No século 21, o STF parece vestir esse figurino em versão togada: árbitro de tudo, responsável por “recivilizar” o País – à custa da erosão da democracia representativa.

Não é necessário aguardar reformas legais para sanear esse “estado de coisas inconstitucional”. Remédios urgentes estão ao alcance da Corte. Essa é a mensagem do relatório A Responsabilidade pela Última Palavra, elaborado pela Fundação FHC a partir da opinião de juristas e cientistas sociais, que propõe três eixos de reformas exequíveis por meio de resoluções internas.

O primeiro é o aperfeiçoamento do processo decisório. O STF precisa frear o ativismo de seus ministros. Isso significa restringir severamente as decisões monocráticas, delimitar pedidos de vista e devolver à colegialidade o que lhe pertence.

Significa ainda ordenar a pauta de maneira transparente e racional e reformar o plenário virtual para que seja instrumento eficiente com controle recíproco, e não de opacidade.

O segundo eixo é a qualificação do sistema de precedentes. A Corte deve falar com uma só voz. Precedentes precisam ser estáveis, compreensíveis e vinculantes, sob pena de o Tribunal se tornar uma loteria hermenêutica.

É preciso padronizar ementas, identificar com clareza a tese decisória e exigir fundamentação robusta para qualquer superação. Assim se constrói segurança jurídica e previsibilidade a cidadãos, empresas e instituições.

O terceiro eixo é o fortalecimento da reputação pública. Um Código de Conduta é indispensável: ministros não podem se expor em eventos patrocinados por atores políticos ou econômicos que litigam ou podem vir a litigar na Corte, muito menos se engajar em manifestações de militância partidária.

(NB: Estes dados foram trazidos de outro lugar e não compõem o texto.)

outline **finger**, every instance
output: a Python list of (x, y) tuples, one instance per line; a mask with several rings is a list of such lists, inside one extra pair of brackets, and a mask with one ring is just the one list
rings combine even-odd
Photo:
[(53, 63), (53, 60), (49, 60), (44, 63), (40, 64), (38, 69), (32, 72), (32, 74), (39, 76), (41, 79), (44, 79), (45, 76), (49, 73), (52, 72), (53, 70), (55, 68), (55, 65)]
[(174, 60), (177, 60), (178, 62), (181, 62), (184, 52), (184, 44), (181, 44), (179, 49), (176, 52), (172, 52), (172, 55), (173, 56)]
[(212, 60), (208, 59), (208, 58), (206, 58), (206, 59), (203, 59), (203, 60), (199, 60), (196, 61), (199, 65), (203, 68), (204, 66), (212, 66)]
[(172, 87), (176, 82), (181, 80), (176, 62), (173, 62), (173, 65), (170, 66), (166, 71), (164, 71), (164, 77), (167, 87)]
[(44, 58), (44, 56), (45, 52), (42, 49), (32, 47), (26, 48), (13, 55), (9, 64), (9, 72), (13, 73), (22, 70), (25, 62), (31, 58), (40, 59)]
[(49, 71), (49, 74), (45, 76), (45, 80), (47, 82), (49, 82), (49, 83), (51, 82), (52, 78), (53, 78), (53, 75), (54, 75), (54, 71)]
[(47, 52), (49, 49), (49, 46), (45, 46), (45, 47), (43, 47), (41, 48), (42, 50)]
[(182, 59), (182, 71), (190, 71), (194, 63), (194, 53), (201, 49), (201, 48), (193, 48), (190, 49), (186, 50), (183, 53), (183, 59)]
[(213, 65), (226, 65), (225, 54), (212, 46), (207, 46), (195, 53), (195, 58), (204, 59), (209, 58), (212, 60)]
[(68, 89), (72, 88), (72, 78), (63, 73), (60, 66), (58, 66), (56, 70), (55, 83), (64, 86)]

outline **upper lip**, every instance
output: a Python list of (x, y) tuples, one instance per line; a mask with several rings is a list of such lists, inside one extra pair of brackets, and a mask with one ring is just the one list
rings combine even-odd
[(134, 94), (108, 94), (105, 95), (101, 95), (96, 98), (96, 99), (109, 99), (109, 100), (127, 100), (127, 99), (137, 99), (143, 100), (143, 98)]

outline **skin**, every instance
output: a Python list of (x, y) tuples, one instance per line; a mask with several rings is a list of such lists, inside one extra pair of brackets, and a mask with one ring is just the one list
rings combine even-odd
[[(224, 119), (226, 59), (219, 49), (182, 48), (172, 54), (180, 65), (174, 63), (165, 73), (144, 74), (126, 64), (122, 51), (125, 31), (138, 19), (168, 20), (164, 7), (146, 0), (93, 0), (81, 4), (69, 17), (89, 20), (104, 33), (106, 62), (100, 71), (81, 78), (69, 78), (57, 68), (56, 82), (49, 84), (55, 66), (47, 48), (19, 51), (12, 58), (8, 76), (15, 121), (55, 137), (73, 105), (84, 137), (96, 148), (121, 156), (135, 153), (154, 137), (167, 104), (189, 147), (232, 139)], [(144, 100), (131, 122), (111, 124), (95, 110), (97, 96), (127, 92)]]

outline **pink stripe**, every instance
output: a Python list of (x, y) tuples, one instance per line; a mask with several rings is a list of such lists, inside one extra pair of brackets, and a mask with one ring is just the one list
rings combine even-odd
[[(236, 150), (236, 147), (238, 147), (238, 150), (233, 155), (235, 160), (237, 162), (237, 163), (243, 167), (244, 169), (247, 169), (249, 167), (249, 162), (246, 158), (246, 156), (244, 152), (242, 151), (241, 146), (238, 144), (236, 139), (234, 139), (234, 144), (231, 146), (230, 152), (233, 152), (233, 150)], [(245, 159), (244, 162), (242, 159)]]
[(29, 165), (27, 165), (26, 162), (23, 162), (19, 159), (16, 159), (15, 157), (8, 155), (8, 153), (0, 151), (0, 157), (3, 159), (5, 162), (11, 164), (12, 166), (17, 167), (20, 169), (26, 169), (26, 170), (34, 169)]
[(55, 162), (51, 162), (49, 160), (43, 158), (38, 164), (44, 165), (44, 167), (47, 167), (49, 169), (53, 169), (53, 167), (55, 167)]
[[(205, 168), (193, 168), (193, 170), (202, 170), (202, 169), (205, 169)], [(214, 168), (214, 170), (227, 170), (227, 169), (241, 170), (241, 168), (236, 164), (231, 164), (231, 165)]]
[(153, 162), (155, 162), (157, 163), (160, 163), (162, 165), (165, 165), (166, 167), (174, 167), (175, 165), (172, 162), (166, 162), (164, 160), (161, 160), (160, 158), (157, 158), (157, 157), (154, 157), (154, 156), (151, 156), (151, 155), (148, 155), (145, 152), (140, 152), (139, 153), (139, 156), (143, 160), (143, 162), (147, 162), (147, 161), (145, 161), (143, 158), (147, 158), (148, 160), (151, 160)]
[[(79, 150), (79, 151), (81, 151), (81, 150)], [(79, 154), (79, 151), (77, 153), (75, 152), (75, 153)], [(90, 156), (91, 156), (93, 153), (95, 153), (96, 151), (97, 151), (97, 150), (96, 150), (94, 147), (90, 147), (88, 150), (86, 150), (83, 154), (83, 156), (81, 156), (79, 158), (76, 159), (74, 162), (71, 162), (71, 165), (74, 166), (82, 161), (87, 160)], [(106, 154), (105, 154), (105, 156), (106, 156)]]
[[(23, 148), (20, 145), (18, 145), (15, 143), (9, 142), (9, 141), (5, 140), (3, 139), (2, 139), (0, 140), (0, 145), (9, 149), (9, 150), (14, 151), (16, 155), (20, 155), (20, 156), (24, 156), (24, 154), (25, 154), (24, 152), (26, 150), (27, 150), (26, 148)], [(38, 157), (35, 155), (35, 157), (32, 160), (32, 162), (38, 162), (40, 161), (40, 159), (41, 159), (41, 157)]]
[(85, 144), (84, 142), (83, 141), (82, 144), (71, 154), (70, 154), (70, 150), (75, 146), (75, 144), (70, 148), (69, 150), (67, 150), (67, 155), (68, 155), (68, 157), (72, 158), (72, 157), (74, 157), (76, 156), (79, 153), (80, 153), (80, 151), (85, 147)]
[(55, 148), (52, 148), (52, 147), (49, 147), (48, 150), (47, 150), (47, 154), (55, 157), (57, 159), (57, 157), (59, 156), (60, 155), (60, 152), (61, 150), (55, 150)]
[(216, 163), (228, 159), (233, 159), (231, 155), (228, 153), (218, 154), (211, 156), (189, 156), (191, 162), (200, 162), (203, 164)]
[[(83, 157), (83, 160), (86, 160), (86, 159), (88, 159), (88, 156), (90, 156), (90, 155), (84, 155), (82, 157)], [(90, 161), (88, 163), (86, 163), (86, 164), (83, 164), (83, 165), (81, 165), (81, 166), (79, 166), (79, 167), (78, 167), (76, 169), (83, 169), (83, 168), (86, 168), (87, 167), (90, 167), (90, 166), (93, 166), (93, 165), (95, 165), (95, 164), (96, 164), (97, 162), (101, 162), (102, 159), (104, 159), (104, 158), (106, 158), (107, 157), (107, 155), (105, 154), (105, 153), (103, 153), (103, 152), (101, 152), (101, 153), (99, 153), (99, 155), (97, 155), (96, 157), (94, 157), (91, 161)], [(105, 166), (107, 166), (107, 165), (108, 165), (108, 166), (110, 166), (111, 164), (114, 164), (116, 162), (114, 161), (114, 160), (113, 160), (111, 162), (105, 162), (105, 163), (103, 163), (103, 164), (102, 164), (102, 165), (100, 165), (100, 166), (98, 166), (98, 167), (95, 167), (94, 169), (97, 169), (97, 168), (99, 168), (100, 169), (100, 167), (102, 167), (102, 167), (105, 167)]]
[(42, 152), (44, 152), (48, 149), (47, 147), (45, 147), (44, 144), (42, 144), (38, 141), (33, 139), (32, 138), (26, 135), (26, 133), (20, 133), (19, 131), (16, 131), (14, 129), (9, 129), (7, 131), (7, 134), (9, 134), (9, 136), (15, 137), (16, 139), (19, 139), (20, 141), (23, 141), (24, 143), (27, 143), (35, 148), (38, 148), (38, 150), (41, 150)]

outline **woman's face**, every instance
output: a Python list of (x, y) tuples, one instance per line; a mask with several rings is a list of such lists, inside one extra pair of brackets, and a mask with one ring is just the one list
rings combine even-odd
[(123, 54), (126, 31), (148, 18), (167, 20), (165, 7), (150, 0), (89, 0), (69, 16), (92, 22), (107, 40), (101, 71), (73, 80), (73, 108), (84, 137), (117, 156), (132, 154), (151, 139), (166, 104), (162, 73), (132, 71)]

Regras de impedimento e suspeição precisam ser claras e respeitadas. A comunicação deve ser institucional e colegiada, não personalista. A confiança da opinião pública depende menos de declarações solenes e mais de comportamentos discretos, éticos e consistentes.

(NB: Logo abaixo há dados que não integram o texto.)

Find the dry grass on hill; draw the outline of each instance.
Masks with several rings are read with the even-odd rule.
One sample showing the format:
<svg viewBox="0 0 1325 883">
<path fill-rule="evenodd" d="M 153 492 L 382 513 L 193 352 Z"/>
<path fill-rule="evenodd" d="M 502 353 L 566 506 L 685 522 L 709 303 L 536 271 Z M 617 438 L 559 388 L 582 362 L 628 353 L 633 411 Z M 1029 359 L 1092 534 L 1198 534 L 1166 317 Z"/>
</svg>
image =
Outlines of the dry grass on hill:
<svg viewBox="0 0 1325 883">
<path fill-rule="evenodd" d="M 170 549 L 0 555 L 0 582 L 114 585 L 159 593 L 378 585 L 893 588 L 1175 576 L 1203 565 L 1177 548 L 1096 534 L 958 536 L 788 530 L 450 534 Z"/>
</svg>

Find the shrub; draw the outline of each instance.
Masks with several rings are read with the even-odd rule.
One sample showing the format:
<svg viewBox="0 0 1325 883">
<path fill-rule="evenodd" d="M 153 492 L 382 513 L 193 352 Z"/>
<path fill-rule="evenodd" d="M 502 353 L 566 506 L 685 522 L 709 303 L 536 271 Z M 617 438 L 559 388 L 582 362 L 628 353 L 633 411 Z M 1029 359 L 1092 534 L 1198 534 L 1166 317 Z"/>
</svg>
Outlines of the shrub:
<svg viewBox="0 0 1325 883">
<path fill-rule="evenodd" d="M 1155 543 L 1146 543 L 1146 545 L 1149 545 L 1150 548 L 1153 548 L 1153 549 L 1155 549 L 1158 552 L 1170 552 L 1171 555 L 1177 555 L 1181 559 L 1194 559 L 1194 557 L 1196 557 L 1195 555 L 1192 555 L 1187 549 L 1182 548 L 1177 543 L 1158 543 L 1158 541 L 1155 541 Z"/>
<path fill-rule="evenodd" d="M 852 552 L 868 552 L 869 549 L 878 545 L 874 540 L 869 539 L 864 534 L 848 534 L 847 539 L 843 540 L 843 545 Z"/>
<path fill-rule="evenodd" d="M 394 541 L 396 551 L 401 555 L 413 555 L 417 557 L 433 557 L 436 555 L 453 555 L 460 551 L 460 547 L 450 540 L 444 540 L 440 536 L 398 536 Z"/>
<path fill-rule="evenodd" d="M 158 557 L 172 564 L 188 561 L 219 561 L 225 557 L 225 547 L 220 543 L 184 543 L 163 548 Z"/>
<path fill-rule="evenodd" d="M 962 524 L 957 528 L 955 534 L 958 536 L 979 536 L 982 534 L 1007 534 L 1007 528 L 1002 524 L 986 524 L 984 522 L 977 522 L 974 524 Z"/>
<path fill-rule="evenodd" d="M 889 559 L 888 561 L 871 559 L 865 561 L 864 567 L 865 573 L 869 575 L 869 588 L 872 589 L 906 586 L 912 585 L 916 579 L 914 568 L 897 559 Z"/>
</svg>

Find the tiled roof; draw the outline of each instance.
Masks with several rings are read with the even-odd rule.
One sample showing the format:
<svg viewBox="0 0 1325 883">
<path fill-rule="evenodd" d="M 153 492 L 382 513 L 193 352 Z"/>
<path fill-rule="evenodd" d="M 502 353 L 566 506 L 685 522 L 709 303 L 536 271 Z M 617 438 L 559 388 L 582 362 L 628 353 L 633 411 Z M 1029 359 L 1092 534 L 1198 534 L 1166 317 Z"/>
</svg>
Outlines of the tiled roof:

Essas três frentes não são utopias acadêmicas. São medidas concretas que o STF pode adotar já, sem depender de ações e retaliações dos outros Poderes. Ao fazê-lo, estará não só preservando a sua autoridade, mas também resgatando o equilíbrio do sistema republicano.

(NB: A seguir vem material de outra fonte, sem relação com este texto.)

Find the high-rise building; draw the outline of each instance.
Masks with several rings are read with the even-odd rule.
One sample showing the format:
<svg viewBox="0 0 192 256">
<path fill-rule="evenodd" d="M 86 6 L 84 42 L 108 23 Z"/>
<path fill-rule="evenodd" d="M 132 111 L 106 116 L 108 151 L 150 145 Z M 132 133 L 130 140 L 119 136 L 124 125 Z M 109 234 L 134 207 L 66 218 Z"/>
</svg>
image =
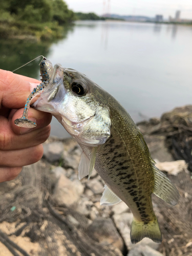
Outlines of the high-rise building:
<svg viewBox="0 0 192 256">
<path fill-rule="evenodd" d="M 162 15 L 157 14 L 155 16 L 155 22 L 163 22 L 163 16 Z"/>
<path fill-rule="evenodd" d="M 179 22 L 180 20 L 181 11 L 177 11 L 175 14 L 175 21 Z"/>
</svg>

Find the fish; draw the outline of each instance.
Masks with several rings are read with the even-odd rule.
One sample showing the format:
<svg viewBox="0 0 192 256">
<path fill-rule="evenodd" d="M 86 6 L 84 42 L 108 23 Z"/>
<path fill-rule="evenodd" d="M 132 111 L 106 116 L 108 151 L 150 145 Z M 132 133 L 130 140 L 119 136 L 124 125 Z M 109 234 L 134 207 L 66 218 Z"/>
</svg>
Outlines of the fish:
<svg viewBox="0 0 192 256">
<path fill-rule="evenodd" d="M 95 168 L 105 183 L 100 204 L 122 201 L 131 209 L 132 243 L 145 237 L 161 242 L 152 194 L 176 205 L 179 194 L 156 167 L 143 135 L 121 104 L 86 75 L 57 63 L 32 106 L 51 113 L 79 144 L 79 179 L 89 180 Z"/>
</svg>

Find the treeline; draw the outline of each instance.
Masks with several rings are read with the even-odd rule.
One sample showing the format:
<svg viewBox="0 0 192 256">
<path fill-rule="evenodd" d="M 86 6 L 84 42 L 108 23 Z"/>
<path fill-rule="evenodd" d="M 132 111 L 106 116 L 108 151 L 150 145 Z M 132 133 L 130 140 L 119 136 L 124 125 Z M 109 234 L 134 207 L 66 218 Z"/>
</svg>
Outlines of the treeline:
<svg viewBox="0 0 192 256">
<path fill-rule="evenodd" d="M 76 19 L 62 0 L 1 0 L 0 38 L 52 39 Z"/>
<path fill-rule="evenodd" d="M 13 19 L 29 23 L 57 21 L 59 25 L 71 22 L 74 13 L 62 0 L 1 0 L 1 20 Z"/>
<path fill-rule="evenodd" d="M 83 12 L 76 12 L 76 18 L 81 20 L 105 20 L 106 19 L 114 20 L 124 20 L 123 18 L 116 18 L 108 17 L 100 17 L 98 16 L 94 12 L 90 12 L 89 13 L 84 13 Z"/>
<path fill-rule="evenodd" d="M 84 13 L 83 12 L 76 12 L 75 15 L 77 19 L 81 20 L 104 20 L 105 19 L 102 17 L 99 17 L 94 12 L 89 13 Z"/>
</svg>

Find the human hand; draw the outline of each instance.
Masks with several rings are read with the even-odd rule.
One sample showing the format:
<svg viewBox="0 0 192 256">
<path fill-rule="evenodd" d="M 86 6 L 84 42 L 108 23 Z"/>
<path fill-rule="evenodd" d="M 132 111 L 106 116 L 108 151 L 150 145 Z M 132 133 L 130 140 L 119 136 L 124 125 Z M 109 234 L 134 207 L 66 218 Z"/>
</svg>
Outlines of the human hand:
<svg viewBox="0 0 192 256">
<path fill-rule="evenodd" d="M 14 179 L 23 166 L 42 156 L 41 143 L 50 135 L 52 115 L 30 108 L 29 119 L 36 127 L 20 127 L 14 123 L 22 116 L 27 97 L 39 83 L 0 69 L 0 182 Z"/>
</svg>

Ao assumir a presidência do STF, o ministro Edson Fachin acenou claramente nessa direção, reiterando aquele que desponta como o lema de sua gestão: “Ao Direito o que é do Direito; à política o que é da política”.

Mas, para dimensionar o tamanho do desafio, basta pensar que seu predecessor foi o “iluminista-em-chefe”, Luís Roberto Barroso, e seu sucessor será o “delegado-geral da democracia”, Alexandre de Moraes.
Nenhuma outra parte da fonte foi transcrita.